Communiqué de presse

L’UES conclut une enquête sur la fracture faciale qu’un homme a subie pendant son arrestation à Toronto

Numéro du dossier: 24-TCI-546   

Mississauga (Ontario) (16 avril 2025) ---
L’Unité des enquêtes spéciales (UES) n’a trouvé aucun motif raisonnable de croire qu’un agent du service de police de Toronto a commis une infraction criminelle en rapport avec la fracture de l’os orbital droit qu’un homme de 28 ans a subie. Le 20 décembre 2024, des agents de police ont tenté d’arrêter l’homme dans le secteur de l’avenue Finch Ouest et de l’avenue Pearldale pour conduite avec facultés affaiblies après l’avoir trouvé endormi au volant dans une file de circulation.
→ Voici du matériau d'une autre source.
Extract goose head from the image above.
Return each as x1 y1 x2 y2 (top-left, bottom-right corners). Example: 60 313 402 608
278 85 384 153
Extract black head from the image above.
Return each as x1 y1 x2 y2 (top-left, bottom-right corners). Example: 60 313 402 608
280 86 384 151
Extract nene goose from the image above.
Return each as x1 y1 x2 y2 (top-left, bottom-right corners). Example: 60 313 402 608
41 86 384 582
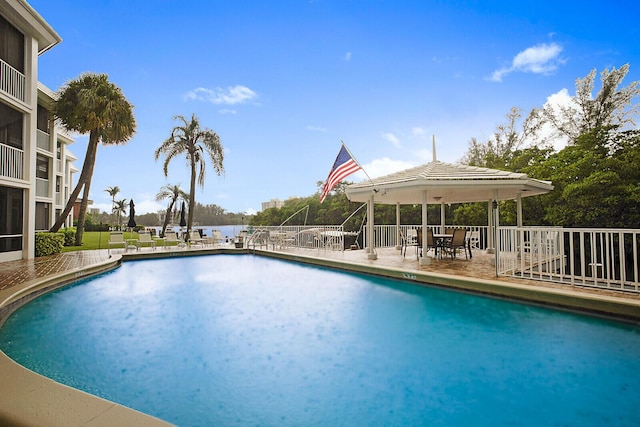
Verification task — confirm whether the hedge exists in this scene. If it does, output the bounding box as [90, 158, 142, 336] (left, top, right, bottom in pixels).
[36, 232, 65, 257]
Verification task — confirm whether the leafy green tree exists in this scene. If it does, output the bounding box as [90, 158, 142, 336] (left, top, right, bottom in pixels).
[155, 114, 224, 237]
[50, 73, 136, 246]
[156, 184, 189, 237]
[531, 64, 640, 142]
[113, 199, 128, 230]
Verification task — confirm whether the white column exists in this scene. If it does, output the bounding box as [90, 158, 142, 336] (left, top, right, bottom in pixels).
[367, 194, 378, 259]
[487, 200, 494, 254]
[396, 203, 402, 250]
[419, 190, 431, 265]
[516, 193, 522, 227]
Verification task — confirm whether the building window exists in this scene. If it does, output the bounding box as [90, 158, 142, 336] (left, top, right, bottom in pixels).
[36, 154, 49, 179]
[0, 16, 24, 74]
[36, 202, 51, 231]
[0, 186, 23, 252]
[0, 102, 23, 150]
[37, 105, 49, 133]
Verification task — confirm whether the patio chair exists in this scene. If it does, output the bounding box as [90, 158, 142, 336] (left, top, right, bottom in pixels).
[399, 228, 420, 258]
[416, 228, 440, 258]
[443, 228, 468, 259]
[107, 231, 127, 255]
[164, 231, 185, 248]
[188, 230, 204, 246]
[136, 232, 156, 250]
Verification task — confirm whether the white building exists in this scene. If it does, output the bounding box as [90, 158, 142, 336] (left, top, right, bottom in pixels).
[262, 199, 284, 211]
[0, 0, 78, 262]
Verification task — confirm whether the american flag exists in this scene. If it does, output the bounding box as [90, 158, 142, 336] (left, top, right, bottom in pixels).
[320, 144, 362, 203]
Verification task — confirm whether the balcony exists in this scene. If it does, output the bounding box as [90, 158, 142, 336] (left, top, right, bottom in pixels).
[0, 59, 26, 102]
[36, 178, 49, 197]
[0, 143, 24, 179]
[36, 129, 52, 153]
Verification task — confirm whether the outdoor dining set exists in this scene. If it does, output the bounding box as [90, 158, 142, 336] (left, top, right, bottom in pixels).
[400, 228, 473, 259]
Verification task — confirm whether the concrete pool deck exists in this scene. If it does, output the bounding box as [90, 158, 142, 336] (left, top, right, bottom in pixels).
[0, 247, 640, 426]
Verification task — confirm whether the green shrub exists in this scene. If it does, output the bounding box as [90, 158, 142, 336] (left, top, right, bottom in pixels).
[36, 232, 65, 257]
[59, 227, 76, 246]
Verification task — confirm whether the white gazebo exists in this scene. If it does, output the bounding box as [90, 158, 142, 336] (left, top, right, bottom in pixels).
[346, 143, 553, 264]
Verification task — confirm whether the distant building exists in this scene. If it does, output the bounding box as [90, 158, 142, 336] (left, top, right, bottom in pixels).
[262, 199, 284, 211]
[0, 0, 78, 262]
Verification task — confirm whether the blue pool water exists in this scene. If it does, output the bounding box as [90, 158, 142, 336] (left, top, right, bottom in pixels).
[0, 255, 640, 426]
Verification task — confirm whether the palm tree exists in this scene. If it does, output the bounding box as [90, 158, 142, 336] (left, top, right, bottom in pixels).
[104, 186, 120, 227]
[113, 199, 128, 230]
[156, 184, 189, 237]
[51, 73, 136, 246]
[155, 114, 224, 235]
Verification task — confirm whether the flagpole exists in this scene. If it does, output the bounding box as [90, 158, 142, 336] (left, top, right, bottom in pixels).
[340, 140, 371, 181]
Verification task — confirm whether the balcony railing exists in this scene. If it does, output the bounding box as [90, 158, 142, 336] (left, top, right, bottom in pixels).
[36, 129, 51, 152]
[0, 143, 24, 179]
[0, 59, 25, 102]
[36, 178, 49, 197]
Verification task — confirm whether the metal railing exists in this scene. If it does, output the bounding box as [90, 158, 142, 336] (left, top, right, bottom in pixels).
[497, 227, 640, 292]
[0, 143, 24, 179]
[363, 224, 488, 249]
[0, 59, 26, 102]
[36, 129, 52, 152]
[244, 225, 350, 251]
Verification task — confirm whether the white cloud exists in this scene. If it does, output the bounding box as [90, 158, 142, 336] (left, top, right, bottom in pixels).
[490, 43, 564, 82]
[184, 85, 258, 105]
[382, 132, 400, 147]
[358, 157, 417, 180]
[307, 126, 327, 132]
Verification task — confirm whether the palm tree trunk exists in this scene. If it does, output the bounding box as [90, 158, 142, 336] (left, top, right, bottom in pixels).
[49, 133, 98, 232]
[74, 181, 91, 246]
[160, 199, 175, 237]
[187, 155, 196, 236]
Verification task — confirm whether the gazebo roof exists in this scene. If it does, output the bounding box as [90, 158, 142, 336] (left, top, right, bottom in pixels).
[346, 160, 553, 204]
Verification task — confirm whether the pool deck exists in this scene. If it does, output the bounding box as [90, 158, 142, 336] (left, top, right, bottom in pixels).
[0, 247, 640, 426]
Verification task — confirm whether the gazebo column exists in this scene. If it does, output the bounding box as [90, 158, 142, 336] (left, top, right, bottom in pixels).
[367, 194, 378, 260]
[418, 190, 431, 265]
[516, 193, 522, 228]
[487, 200, 495, 254]
[396, 202, 402, 250]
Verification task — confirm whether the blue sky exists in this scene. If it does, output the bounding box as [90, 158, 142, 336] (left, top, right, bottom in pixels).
[29, 0, 640, 213]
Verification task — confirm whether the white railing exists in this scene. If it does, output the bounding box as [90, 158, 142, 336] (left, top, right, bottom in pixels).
[0, 59, 25, 102]
[363, 224, 488, 249]
[36, 129, 51, 152]
[0, 143, 24, 179]
[244, 225, 350, 251]
[36, 178, 49, 197]
[497, 227, 640, 292]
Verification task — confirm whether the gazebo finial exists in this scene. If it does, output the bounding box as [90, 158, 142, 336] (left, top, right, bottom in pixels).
[431, 135, 438, 163]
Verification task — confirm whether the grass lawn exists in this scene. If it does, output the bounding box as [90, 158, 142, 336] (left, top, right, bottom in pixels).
[62, 231, 138, 252]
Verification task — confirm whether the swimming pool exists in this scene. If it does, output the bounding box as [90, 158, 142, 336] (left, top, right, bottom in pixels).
[0, 255, 640, 426]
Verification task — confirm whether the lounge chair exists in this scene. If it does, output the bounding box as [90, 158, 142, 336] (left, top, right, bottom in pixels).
[188, 230, 204, 246]
[107, 231, 127, 255]
[136, 232, 156, 250]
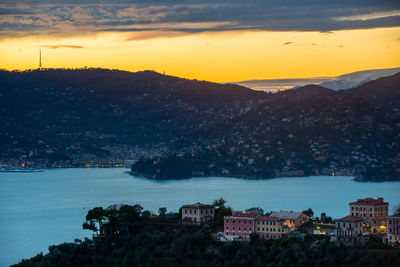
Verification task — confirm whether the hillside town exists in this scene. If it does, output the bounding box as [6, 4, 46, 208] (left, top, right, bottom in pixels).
[182, 197, 400, 246]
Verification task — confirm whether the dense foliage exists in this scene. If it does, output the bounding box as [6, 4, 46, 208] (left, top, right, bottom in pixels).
[0, 69, 400, 181]
[14, 226, 400, 267]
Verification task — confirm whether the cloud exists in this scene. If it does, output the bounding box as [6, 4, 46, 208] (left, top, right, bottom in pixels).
[40, 45, 85, 49]
[0, 0, 400, 39]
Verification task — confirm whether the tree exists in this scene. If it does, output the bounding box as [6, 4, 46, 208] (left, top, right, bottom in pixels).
[82, 220, 99, 232]
[118, 204, 143, 223]
[82, 207, 105, 232]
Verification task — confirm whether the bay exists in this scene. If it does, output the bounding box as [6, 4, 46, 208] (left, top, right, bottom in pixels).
[0, 168, 400, 266]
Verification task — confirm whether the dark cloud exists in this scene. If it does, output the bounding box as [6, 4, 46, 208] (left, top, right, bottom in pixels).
[40, 45, 85, 49]
[0, 0, 400, 39]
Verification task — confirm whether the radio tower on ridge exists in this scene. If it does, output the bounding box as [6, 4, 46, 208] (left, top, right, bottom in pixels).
[39, 49, 42, 70]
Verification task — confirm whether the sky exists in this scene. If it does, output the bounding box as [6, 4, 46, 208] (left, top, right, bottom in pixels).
[0, 0, 400, 82]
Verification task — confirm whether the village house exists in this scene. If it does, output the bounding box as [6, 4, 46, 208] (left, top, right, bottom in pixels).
[349, 197, 389, 233]
[255, 216, 290, 239]
[224, 211, 259, 241]
[386, 209, 400, 244]
[335, 215, 366, 246]
[182, 202, 214, 225]
[245, 207, 264, 215]
[269, 211, 310, 231]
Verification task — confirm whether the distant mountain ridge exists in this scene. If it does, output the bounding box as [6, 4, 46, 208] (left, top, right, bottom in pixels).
[233, 68, 400, 92]
[0, 69, 400, 181]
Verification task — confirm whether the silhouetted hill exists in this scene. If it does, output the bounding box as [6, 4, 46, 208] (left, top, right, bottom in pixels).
[0, 69, 400, 180]
[0, 69, 267, 160]
[347, 72, 400, 110]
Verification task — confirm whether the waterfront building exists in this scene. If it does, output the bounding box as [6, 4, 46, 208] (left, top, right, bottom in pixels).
[245, 207, 264, 216]
[386, 209, 400, 244]
[224, 211, 259, 241]
[255, 216, 291, 239]
[182, 202, 214, 225]
[349, 197, 389, 233]
[270, 211, 310, 231]
[335, 215, 366, 246]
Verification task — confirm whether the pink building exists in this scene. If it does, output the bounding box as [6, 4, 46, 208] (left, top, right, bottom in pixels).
[386, 209, 400, 244]
[255, 216, 290, 239]
[224, 211, 259, 241]
[349, 197, 389, 233]
[182, 202, 214, 225]
[336, 215, 365, 246]
[270, 211, 310, 231]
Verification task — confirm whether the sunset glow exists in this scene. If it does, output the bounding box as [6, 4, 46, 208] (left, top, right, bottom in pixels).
[0, 0, 400, 82]
[0, 28, 400, 82]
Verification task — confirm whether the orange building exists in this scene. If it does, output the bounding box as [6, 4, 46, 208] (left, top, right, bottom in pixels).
[349, 197, 389, 233]
[255, 216, 291, 239]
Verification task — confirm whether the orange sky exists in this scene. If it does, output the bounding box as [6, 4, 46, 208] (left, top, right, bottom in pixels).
[0, 27, 400, 82]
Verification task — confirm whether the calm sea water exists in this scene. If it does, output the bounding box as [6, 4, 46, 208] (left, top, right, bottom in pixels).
[0, 169, 400, 266]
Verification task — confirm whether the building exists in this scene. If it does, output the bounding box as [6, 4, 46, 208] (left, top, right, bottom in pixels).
[182, 202, 214, 225]
[224, 211, 259, 241]
[349, 197, 389, 220]
[335, 215, 366, 246]
[349, 197, 389, 233]
[386, 209, 400, 244]
[245, 207, 264, 216]
[255, 216, 291, 239]
[269, 211, 310, 231]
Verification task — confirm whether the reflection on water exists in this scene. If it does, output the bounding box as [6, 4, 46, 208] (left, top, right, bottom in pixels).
[0, 169, 400, 266]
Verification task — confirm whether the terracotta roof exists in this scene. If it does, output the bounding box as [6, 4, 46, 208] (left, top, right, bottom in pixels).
[370, 216, 387, 221]
[337, 215, 363, 222]
[228, 211, 260, 218]
[182, 202, 214, 209]
[270, 211, 308, 220]
[257, 216, 282, 221]
[349, 197, 388, 206]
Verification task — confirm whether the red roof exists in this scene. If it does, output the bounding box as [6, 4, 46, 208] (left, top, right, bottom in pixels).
[349, 197, 388, 206]
[337, 215, 363, 222]
[257, 216, 282, 221]
[232, 211, 260, 219]
[182, 202, 214, 209]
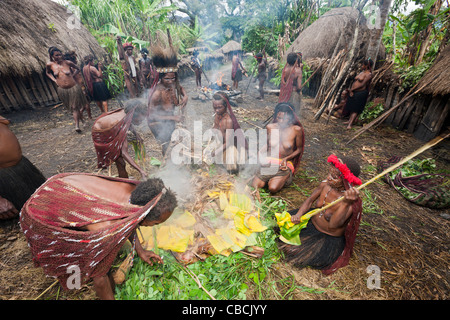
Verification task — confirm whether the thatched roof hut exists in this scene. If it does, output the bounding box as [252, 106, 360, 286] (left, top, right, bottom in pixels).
[0, 0, 106, 112]
[417, 45, 450, 96]
[218, 40, 242, 54]
[284, 7, 385, 61]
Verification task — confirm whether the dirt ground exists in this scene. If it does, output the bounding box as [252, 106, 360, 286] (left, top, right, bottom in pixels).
[0, 66, 450, 300]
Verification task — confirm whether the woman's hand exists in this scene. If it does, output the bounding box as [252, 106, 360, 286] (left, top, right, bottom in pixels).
[344, 188, 359, 203]
[136, 248, 163, 266]
[0, 197, 19, 220]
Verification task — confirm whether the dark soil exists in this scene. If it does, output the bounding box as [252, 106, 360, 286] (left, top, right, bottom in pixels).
[0, 66, 450, 300]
Lorsqu’un agent a forcé l’homme à se mettre au sol, ce dernier s’est débattu et a tenté de se libérer. L’agent a frappé l’homme à la tête, car il refusait de céder son bras droit. Des éléments de preuve montrent également que l’homme a mordu le bras droit de l’agent.

Bien que le directeur de l’UES, Joseph Martino, a reconnu que la fracture subie par l’homme lors de l’empoignade qui a suivi son arrestation était très probablement le résultat d’un ou plusieurs coups de poing de la part de l’agent impliqué, il n’avait pas de motifs raisonnables de croire que la blessure était attribuable à un comportement illégal de la part de l’agent.

Rapport complet du directeur (avec description de l’incident, éléments de preuve et analyse et décision du directeur) : 



Si vous ou quelqu’un de votre entourage avez été touchés par un incident faisant l’objet d’une enquête de l’UES et que vous souhaitez obtenir de l’aide, le Programme de services aux personnes concernées peut vous aider. Vous pouvez communiquer avec nous au 1 877 641-1897. Les services sont gratuits, confidentiels et offerts 24 heures sur 24, 7 jours sur 7, toute l’année.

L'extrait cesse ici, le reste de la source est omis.